Once ready, the collaborators exchange their gradients and perform one optimizer step, the paper continues. “Using synchronous updates makes DeDLOC mathematically equivalent to large-batch training on a regular HPC cluster,” it says.
DeDLOC implements a “swarm” like architecture, replete with a distributed hash table, in order to deal with flakey volunteers, although a few rock-steady GPU-less “backbone” nodes are required for welcoming new collaborators and performing administrative duties, such as storing checkpoints and tracking learning curves, the paper says. The worker nodes are assigned to either compute gradients or aggregate gradients computed by others; sometimes they do both.
Getting all these disparate volunteer devices to work together in a distributed, grid-like environment is not simple, Ryabinin says.
“The innovation that we’re bringing is that averaging across all your GPUs when your GPUs are connected across the Internet and some of them might fail in the process,” he says. “It’s highly non-trivial.

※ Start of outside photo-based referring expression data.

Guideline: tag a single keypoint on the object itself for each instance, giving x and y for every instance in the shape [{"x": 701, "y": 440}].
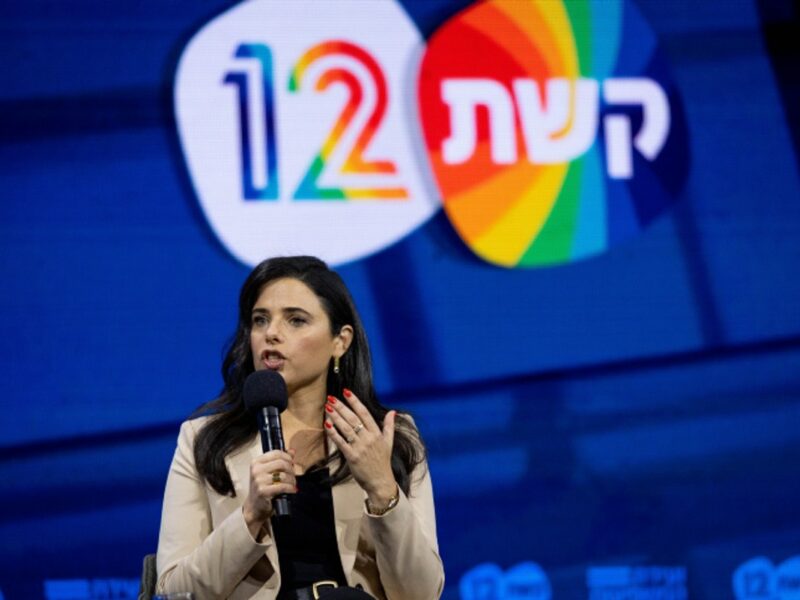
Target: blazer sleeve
[
  {"x": 406, "y": 549},
  {"x": 193, "y": 554}
]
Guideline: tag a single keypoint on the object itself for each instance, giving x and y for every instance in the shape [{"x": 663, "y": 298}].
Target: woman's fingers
[
  {"x": 273, "y": 473},
  {"x": 360, "y": 411}
]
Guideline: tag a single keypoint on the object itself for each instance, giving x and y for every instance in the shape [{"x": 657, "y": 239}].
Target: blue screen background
[{"x": 639, "y": 408}]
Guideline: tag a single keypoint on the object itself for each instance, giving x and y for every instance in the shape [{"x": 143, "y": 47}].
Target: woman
[{"x": 355, "y": 472}]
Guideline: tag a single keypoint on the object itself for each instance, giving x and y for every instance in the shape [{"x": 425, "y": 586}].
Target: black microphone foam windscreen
[{"x": 265, "y": 388}]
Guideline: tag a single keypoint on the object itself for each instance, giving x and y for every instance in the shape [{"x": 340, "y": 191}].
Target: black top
[{"x": 306, "y": 540}]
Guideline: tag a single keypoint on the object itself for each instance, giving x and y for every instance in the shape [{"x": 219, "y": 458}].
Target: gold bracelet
[{"x": 377, "y": 512}]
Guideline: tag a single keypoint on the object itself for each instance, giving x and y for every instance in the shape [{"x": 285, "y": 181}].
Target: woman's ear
[{"x": 342, "y": 341}]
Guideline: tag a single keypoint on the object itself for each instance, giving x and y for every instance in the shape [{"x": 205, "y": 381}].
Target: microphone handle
[{"x": 272, "y": 439}]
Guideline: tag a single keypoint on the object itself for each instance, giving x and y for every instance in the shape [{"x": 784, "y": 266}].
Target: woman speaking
[{"x": 356, "y": 475}]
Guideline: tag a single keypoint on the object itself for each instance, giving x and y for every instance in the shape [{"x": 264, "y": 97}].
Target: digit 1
[{"x": 263, "y": 55}]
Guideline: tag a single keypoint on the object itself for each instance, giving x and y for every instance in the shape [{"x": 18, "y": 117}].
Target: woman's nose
[{"x": 273, "y": 331}]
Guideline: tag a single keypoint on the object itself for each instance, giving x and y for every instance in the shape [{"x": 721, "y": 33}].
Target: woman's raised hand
[
  {"x": 271, "y": 474},
  {"x": 367, "y": 448}
]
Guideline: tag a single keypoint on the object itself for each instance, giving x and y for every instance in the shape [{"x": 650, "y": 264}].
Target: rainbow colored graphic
[
  {"x": 355, "y": 163},
  {"x": 509, "y": 200}
]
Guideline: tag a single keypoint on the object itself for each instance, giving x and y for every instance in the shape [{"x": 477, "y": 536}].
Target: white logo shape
[{"x": 293, "y": 116}]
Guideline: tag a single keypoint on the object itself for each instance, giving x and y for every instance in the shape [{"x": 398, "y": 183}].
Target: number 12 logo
[{"x": 355, "y": 163}]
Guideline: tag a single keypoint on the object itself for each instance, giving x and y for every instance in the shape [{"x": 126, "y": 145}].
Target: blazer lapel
[{"x": 348, "y": 511}]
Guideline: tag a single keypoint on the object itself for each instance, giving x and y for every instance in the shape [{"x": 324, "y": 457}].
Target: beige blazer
[{"x": 204, "y": 545}]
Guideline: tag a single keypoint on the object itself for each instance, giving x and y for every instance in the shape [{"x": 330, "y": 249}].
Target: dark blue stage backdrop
[{"x": 572, "y": 228}]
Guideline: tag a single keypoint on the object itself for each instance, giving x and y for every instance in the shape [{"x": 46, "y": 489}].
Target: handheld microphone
[{"x": 265, "y": 394}]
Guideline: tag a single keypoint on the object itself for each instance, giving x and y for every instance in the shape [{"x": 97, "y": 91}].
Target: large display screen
[{"x": 571, "y": 228}]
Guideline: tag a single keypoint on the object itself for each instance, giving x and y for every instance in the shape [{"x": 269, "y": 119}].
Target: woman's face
[{"x": 291, "y": 334}]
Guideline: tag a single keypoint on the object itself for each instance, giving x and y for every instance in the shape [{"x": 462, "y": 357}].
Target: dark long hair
[{"x": 231, "y": 426}]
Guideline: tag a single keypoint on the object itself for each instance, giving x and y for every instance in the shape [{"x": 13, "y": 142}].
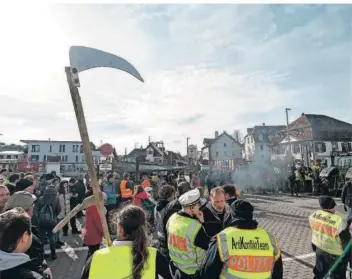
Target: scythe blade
[{"x": 83, "y": 58}]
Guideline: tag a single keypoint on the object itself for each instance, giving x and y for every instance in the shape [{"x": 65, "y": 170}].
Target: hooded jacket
[
  {"x": 16, "y": 265},
  {"x": 159, "y": 214},
  {"x": 49, "y": 197},
  {"x": 212, "y": 223}
]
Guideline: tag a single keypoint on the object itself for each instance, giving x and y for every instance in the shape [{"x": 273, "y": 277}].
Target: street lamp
[
  {"x": 187, "y": 145},
  {"x": 288, "y": 134}
]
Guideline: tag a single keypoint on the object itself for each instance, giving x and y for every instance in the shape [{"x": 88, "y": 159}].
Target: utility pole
[
  {"x": 187, "y": 145},
  {"x": 288, "y": 134}
]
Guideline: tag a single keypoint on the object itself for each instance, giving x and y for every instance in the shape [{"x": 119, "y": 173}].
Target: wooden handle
[
  {"x": 67, "y": 218},
  {"x": 77, "y": 105}
]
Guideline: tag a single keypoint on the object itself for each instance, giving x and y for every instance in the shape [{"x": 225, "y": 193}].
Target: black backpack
[{"x": 46, "y": 216}]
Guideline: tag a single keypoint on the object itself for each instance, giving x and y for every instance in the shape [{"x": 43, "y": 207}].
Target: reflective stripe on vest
[
  {"x": 247, "y": 254},
  {"x": 116, "y": 263},
  {"x": 182, "y": 232},
  {"x": 125, "y": 192},
  {"x": 326, "y": 228},
  {"x": 145, "y": 183}
]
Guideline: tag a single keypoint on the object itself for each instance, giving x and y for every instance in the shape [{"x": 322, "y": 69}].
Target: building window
[
  {"x": 35, "y": 148},
  {"x": 296, "y": 149},
  {"x": 35, "y": 158},
  {"x": 345, "y": 146},
  {"x": 320, "y": 147},
  {"x": 75, "y": 148}
]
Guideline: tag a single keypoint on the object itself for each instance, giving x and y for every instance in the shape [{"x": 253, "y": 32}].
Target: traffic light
[{"x": 75, "y": 78}]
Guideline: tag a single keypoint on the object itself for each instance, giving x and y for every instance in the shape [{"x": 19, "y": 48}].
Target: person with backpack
[{"x": 48, "y": 210}]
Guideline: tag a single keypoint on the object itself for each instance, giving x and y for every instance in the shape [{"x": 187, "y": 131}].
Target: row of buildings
[{"x": 309, "y": 138}]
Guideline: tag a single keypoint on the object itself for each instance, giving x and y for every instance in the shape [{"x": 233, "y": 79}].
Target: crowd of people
[{"x": 158, "y": 230}]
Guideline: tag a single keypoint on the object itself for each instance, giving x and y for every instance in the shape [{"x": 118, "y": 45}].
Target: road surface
[{"x": 285, "y": 217}]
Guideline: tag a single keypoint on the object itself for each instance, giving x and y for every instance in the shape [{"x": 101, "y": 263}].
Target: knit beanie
[
  {"x": 242, "y": 209},
  {"x": 327, "y": 202}
]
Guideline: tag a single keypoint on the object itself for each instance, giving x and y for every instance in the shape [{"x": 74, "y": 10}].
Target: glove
[{"x": 47, "y": 273}]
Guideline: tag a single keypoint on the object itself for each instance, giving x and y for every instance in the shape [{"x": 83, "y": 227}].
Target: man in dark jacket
[
  {"x": 209, "y": 181},
  {"x": 166, "y": 195},
  {"x": 81, "y": 191},
  {"x": 50, "y": 197},
  {"x": 73, "y": 203},
  {"x": 230, "y": 194},
  {"x": 242, "y": 229},
  {"x": 217, "y": 213},
  {"x": 346, "y": 198},
  {"x": 15, "y": 240},
  {"x": 11, "y": 185},
  {"x": 26, "y": 201}
]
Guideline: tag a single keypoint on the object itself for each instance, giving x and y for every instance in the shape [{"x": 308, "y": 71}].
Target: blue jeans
[{"x": 43, "y": 232}]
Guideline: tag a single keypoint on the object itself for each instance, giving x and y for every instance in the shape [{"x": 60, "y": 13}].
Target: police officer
[
  {"x": 187, "y": 239},
  {"x": 243, "y": 250},
  {"x": 329, "y": 239}
]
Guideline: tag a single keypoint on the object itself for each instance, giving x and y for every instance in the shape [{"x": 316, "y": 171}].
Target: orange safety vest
[
  {"x": 145, "y": 183},
  {"x": 125, "y": 192}
]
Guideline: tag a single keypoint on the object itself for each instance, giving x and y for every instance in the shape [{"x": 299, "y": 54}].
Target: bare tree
[{"x": 237, "y": 135}]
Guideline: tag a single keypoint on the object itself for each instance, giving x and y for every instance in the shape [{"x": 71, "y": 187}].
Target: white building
[
  {"x": 314, "y": 137},
  {"x": 257, "y": 146},
  {"x": 223, "y": 152},
  {"x": 10, "y": 159},
  {"x": 70, "y": 154}
]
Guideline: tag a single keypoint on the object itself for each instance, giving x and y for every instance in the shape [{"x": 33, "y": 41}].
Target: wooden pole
[{"x": 78, "y": 107}]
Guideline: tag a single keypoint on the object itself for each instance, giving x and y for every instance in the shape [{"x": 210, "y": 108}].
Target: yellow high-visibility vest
[
  {"x": 116, "y": 263},
  {"x": 248, "y": 254},
  {"x": 326, "y": 228},
  {"x": 181, "y": 234}
]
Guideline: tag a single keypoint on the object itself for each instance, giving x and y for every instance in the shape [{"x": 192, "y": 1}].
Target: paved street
[{"x": 286, "y": 217}]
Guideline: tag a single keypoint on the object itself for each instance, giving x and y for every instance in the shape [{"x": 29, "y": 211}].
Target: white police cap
[{"x": 190, "y": 198}]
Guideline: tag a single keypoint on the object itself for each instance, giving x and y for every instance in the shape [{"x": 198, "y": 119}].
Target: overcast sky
[{"x": 206, "y": 68}]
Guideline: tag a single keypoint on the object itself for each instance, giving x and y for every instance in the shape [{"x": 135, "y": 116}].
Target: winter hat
[
  {"x": 21, "y": 199},
  {"x": 49, "y": 176},
  {"x": 242, "y": 209},
  {"x": 327, "y": 202},
  {"x": 23, "y": 184}
]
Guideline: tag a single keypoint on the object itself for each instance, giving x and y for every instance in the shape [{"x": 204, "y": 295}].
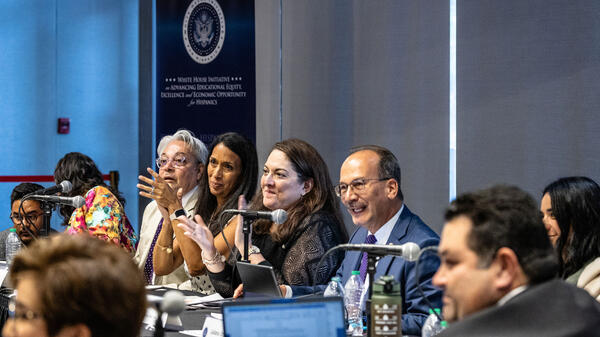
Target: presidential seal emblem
[{"x": 203, "y": 30}]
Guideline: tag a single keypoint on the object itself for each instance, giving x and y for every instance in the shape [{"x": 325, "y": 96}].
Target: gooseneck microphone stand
[
  {"x": 246, "y": 225},
  {"x": 371, "y": 262},
  {"x": 47, "y": 208}
]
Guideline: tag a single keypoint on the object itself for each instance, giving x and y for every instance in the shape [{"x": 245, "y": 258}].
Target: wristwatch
[
  {"x": 253, "y": 250},
  {"x": 177, "y": 214}
]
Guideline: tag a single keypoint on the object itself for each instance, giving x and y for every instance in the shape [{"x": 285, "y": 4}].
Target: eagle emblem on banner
[{"x": 203, "y": 30}]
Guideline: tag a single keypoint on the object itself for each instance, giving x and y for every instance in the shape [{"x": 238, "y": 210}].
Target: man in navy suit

And we wanted to propose an algorithm for the entire training procedure that would actually be fault tolerant in that sense.”
To prove their approach, the researchers trained several deep learning models using their DeDLOC system, including SWaV ResNet-50 on an unlabeled ImageNet data set. They also trained ALBERT-large language model on the WikiText-103 dataset. Finally, they trained an ALBERT-large model on a corpus that consisted of words in the Bengali language. With 91 unique devices from 40 volunteers involved in training sahajBERT, the model converged after eight days of training. That was 1.8x faster than a cluster with eight Nvidia V100 GPUs, they said.
“The goal is to eventually enable training of very large neural networks, maybe the size of GPT-3 or maybe even larger, with this technology,” Ryabinin says. “We have been gradually trying to move to this target, and right now we can collaboratively train something that can rival the size of BERT.”
The current limitation on DeDLOC is probably about 1 billion parameters, says Ryabinin. Considering that GPT-3 consists of 175 billion parameters, DeDLOC has a ways to go (although Ryabinin notes that, due to parameter sharing, DeDLOC models can compete with neural networks 20 their size).
At the end of the day, thanks to the ability to make use of computer processing capacity that would otherwise sit idle, DeDLOC has the potential to unlock a massive amount of latent capacity, and that’s great news for smaller organizations without the wherewithal to buy or rent massive HPC systems.